(Mis)understanding Martin Luther
"Therefore, just as sin entered the world through one man, and death through sin, and in this way death came to all people, because all sinned..." Romans 5.12
Martin Luther (1483 - 1546) is often hailed as the poster-boy of post-modern individualism; his famous dictum "Here I stand, I can do no other" an early modern anticipation of Frank Sinatra's 'I did it my way' (Luther was also a talented song-writer). However, Chilean-based academic Ronald Rittgers insists this is to misunderstand the man and what he really did stand for.
It is true that Luther believed in the helplessness of humankind and taught that salvation was only through faith in Jesus Christ. But so did his colleagues in the late medieval Catholic Church. Luther, however, went further. Getting to the heart of his actual conviction requires our awareness of the influence a German mystic called Johannes Tauler had on Luther, whose work he published under the title A German Theology. Though Luther did not buy into Tauler's new-platonism (the assumption that all matter is evil and virtue it to be found only in that which is spiritual), Luther did identify with Tauler's Christian anthropology - that is, his perspective of what it means to be a human being.

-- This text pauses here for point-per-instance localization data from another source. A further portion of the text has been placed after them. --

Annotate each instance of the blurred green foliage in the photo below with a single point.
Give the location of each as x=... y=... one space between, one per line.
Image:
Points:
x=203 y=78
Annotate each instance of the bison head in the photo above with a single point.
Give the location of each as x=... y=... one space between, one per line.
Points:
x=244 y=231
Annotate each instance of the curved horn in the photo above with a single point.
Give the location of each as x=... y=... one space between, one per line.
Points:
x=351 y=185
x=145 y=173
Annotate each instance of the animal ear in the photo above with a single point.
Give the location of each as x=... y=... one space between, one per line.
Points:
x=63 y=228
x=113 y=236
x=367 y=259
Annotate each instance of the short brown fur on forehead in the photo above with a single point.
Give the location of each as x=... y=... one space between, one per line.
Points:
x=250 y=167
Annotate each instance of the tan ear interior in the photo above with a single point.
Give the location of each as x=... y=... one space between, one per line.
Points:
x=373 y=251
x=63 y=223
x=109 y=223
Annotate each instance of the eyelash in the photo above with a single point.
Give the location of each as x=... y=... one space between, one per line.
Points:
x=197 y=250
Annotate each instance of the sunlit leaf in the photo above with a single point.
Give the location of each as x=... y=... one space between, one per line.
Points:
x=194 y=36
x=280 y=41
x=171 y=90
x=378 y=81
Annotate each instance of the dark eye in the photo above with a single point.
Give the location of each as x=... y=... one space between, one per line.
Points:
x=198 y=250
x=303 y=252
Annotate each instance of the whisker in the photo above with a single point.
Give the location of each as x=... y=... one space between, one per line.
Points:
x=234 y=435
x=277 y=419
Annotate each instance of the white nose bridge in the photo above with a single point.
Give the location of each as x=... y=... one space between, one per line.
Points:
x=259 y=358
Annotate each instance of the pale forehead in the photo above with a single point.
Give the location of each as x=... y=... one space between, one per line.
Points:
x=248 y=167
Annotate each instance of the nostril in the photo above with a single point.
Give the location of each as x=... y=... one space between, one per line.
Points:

For Luther, as it was for Tauler, humankind never had free will, even in the Garden of Eden, and has always been subject to the influence of either Satan or God. Adam's seduction by Satan, through Eve, condemned humankind to a state of such total depravity as could only be redeemed by an outside agent. The impossible was achieved by Jesus, whose prefect life and ultimate self-sacrifice has made it possible to switch our allegiance from Satan to God. But - and here lies the rub - not by asserting our sovereign and individual choice, rather by accepting that we are nothing and can contribute nothing and must receive forgiveness and salvation as a totally undeserved gift of God's grace.
Thereafter our relationship to God is not of cooperation but of continuing dependence, such as a tool in the hands of a master craftsman. So, no room for pride here and we need not look to Martin Luther to justify our clamour for personal "rights"!